In B(usiness) School, developing your brand is one of the most emphasized strategies for success. How are you portraying yourself? How do others perceive you? How is this going to make you money?
I fully realize that I have developed my brand around my active lifestyle. I am known as the girl who dances, the girl who works out, the girl who teaches, the girl that motivates. I am fully aware that this is most likely how I will make a salary once I graduate. But is that all?
Most people don’t realize there is a hell of a lot more to me than the fit girl you see posting #sweatyselfies at the gym. For those who knew me before college, I was the girl who wrote. Does anyone remember that now? Probably not. Brands are flexible, and they are only at the surface level.
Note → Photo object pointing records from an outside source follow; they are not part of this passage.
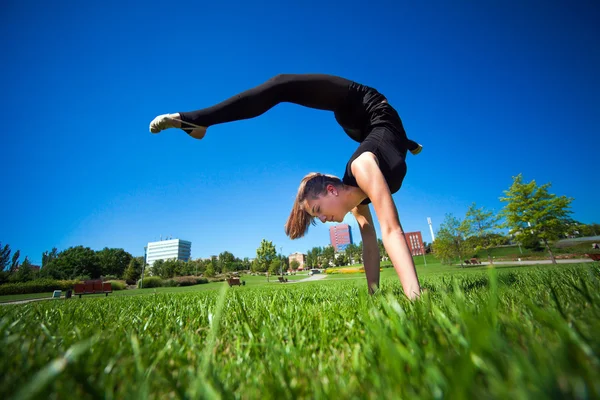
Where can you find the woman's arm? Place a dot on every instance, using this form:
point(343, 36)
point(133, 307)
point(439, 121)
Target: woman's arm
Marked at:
point(370, 179)
point(370, 247)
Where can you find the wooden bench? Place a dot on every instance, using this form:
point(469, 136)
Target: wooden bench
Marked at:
point(594, 256)
point(92, 287)
point(235, 281)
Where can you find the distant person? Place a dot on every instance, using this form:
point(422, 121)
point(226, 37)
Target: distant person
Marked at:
point(373, 173)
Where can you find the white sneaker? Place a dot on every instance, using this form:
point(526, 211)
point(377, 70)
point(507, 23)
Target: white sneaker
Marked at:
point(161, 122)
point(417, 150)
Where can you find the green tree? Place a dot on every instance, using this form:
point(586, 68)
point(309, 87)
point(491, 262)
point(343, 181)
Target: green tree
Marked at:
point(158, 268)
point(265, 254)
point(74, 262)
point(316, 254)
point(294, 264)
point(226, 262)
point(341, 260)
point(25, 272)
point(327, 256)
point(450, 240)
point(275, 266)
point(113, 261)
point(246, 264)
point(209, 272)
point(382, 252)
point(530, 241)
point(47, 257)
point(134, 270)
point(4, 256)
point(483, 224)
point(589, 230)
point(14, 264)
point(534, 208)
I have always been a sassy, sarcastic, spunky girl. As I’ve aged, I bite my tongue less and less, but I have always had a sick sense of humor that is not often understood. My heart may be worn on my sleeve, but after 21 years of struggle, it is still made of steel. I am an intellectual. I’m still a kid at heart. I sleep with stuffed animals. I am organized and make my bed every morning. I have a wild side, and I love to party. Despite all of these things, I am still that tough fitness instructor that will give you the hardest workout of your life. I love to be dripping in sweat, but I am the girliest girl you will ever meet. I am ALL of these things, as well as many more.
So, how do I fit that into ONE brand? Not everyone will like all of characteristics. For simplicity, I streamline my brand into one for the public that I wish to monetize. Much to my dismay, I will probably not make a living by cracking profane jokes. I display my brand in a strategic way.
That being said, brands offer a limited point of view. Humans may have brands, but there is an abyss of depth beyond what is posted on social media and what is publicized to the world. We focus so much on how others perceive us, that I worry one day we will forget about those little quirks that make us us.
We are not our brands. We all have to make money somehow, but we are not our careers. What else do you have to offer?